Their narratives of Ruatoki are both personal and shared. Apple has deep family links to Ruatoki having intermittently spent much of his early childhood and teens there in the care of his aunt and uncle, Edna and James Te Mautaranui Merritt who was Bay of Plenty commissioner of Native Affairs, later known as Māori Affairs, and where he formed a friendship with Arnold Manaaki Wilson, one of New Zealand’s pioneering contemporary Māori artists. Apple’s contribution to the Ruatoki project was at the invitation of kaumātua Tāme Iti presented in the wharenui, Te Ranimoaho on the Te Rewarewa Pā effectively adding a new function as gallery to its traditional spiritual role; and Iti’s contribution was a compelling Augmented Reality work with layered audio, visual and real time elements that downloaded onto your phone as you walked along experiencing the infamous ‘Line of Confiscation’. The Ruatoki project was coordinated by James McCarthy. To access a remote view click here.

Billy Apple® and Tāme Iti are presenting two flags in this Starkwhite exhibition. Apple’s Study for a New Zealand Flag III, 2019 is hot off the press using newly released Statistics New Zealand’s 2018 census population data of 16.5% Māori/ 83.5% other. His conceptual flag’s composition is determined by the representation of Māori/other population data using the proportions of the golden ratio in tones of 100% black. Apple’s Study for a New Zealand Flag II, 2017 used the 2013 census data of 14.9% Māori. The addition of a third flag in this series is proving to be an interesting gauge of Māori population growth against overall population increases of nearly 500,000 over five years with net migration being the main driver. This reached a peak of over 70,000 in 2017 while the natural increases contribute around 30,000 annually.

Iti’s flag is both cultural artefact and art work operating within the strand of his practice that he describes as the ‘theatre of protest’. On 16 January 2005, during a pōwhiri on the Tauarau Marae to welcome visiting Waitangi Tribunal members, Iti fired a shotgun into the Union Jack on the New Zealand flag. This was reported in the press as a symbolic ‘re-enactment’ of the Crown’s confiscation in the late 19th century of Tūhoe land and the killings and subsequent starvation that ran on into the 20th century. Initially ignored by police, the matter was raised in parliament by Act MP, Stephen Franks and the police subsequently charged Iti who was then convicted with discharging a firearm in a public place. The Court of Appeal over-turned the conviction ruling his action foolhardy rather than harmful.

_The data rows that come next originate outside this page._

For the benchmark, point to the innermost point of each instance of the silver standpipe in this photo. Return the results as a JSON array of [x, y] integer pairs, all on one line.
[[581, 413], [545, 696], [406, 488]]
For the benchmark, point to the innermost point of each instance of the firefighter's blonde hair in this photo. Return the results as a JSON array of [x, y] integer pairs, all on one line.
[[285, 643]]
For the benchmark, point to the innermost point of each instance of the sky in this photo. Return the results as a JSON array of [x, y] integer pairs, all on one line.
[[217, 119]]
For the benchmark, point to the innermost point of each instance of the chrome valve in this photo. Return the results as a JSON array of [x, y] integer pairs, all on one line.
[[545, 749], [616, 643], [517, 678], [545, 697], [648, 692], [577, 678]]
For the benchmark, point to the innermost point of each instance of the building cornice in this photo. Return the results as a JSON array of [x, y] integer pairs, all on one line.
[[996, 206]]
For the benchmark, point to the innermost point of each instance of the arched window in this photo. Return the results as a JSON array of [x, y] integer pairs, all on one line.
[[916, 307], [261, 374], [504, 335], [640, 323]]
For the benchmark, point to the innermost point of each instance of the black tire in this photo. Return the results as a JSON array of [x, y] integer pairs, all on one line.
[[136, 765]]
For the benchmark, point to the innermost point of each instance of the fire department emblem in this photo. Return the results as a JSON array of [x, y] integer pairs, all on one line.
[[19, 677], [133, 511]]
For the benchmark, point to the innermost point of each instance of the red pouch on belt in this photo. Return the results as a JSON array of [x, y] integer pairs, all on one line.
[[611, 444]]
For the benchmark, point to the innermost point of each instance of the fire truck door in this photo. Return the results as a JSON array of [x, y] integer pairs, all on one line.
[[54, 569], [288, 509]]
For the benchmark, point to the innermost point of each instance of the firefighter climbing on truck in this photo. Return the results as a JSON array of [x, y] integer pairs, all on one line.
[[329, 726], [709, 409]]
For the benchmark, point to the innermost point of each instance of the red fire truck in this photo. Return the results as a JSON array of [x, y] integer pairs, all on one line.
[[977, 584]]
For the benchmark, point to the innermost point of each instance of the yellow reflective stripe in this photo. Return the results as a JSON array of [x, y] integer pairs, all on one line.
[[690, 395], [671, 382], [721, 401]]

The first flag in Apple’s series (from 2009 using 2006 census population data of 14% Māori) was the catalyst for the artists’ working relationship and is now in the permanent collection of Auckland Art Gallery Toi o Tāmaki. It sold at auction in 2012 for $10,000, the funds going towards a legal appeal lodged against the 2012 firearms convictions from the controversial 2007 Te Urewera antiterrorism raids. He was sentenced to two and half years in Waikeria Prison but was released after 9 months, described as a model prisoner who spent his time working on his writing and painting.